Till that one particular day, when she randomly messaged me on msn asking me about how I was and how the trip back worked out. We were suppose to meet up for coffee the next morning, and I was actually hoping that things could patch up, and to think I was saying that I've fully moved on with my life.

Then she messaged me. and the content of the message struck me hard. I was heartbrokened, again. She cancelled the meet-up, because she reckons her boyfriend does not trust her that much to allow her to see her exs. That was her excuse, and she said she does not want to put their relationship. It hit me hard, and it made me kindda realise a real important issue about me then. I was actually living in the past. I was hoping for something that I will never be able to get.
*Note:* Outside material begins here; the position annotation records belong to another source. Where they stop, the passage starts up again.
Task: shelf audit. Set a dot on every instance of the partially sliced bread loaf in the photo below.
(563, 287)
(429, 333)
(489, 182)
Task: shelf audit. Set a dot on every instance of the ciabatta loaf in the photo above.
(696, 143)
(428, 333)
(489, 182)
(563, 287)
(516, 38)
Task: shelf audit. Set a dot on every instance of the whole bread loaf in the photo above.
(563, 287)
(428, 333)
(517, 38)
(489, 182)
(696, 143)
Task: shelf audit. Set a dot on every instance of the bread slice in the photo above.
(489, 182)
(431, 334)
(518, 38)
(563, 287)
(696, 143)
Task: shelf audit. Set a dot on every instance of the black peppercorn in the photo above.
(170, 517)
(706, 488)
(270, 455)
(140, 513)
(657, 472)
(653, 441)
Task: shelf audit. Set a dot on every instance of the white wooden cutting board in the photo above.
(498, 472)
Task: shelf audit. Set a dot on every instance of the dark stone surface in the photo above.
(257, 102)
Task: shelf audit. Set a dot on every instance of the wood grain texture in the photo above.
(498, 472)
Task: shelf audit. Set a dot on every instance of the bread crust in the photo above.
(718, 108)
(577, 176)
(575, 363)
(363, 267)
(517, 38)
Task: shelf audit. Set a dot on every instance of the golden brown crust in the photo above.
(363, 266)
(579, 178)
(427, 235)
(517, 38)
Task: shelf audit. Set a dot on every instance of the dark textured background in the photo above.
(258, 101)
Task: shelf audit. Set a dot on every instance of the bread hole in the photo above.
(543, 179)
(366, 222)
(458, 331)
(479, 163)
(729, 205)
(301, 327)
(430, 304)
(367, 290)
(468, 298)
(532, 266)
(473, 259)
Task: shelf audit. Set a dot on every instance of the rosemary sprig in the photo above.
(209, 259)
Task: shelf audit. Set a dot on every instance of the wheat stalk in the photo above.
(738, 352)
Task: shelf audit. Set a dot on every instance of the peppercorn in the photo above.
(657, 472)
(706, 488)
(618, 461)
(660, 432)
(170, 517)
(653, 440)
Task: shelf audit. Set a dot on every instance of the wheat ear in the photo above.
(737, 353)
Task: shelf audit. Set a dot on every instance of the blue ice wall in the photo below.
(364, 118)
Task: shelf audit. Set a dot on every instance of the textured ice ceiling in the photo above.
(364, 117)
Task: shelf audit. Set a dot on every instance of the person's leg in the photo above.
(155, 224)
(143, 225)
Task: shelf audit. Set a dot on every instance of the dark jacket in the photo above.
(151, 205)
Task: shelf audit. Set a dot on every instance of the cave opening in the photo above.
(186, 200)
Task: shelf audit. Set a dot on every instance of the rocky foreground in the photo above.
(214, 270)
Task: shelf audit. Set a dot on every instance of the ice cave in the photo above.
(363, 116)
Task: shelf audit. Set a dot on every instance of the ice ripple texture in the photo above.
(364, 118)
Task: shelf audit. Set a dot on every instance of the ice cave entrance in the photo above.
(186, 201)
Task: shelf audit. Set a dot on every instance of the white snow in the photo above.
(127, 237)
You know what Jen? I know this is going to sound so rude to everyone but FUCK YOU!!
You were my true first love, and you broke my heart the day you lied and said you loved me when you didnt. I'm not gonna get my hopes up anymore. Im not gonna be the dumb fool living in his past while waiting for something impossible to happen. Its time to move on with my life. Its gonna be hard work, but I know I gotta do it.

1 comment:

Anonymous said...

hey boy! i'm sorry to hear bout that. but you know what? forget it. move on. life goes on. if she doesn't apreciate you, find someone who does. don't waste your time. and get someone better. she don't deserve you. you loved her and she didn't. and i don't think it's worth waiting for her, considering the way she treated you. so yea, move on. and i'm sure you'll get a better girl. =) all the best aiks!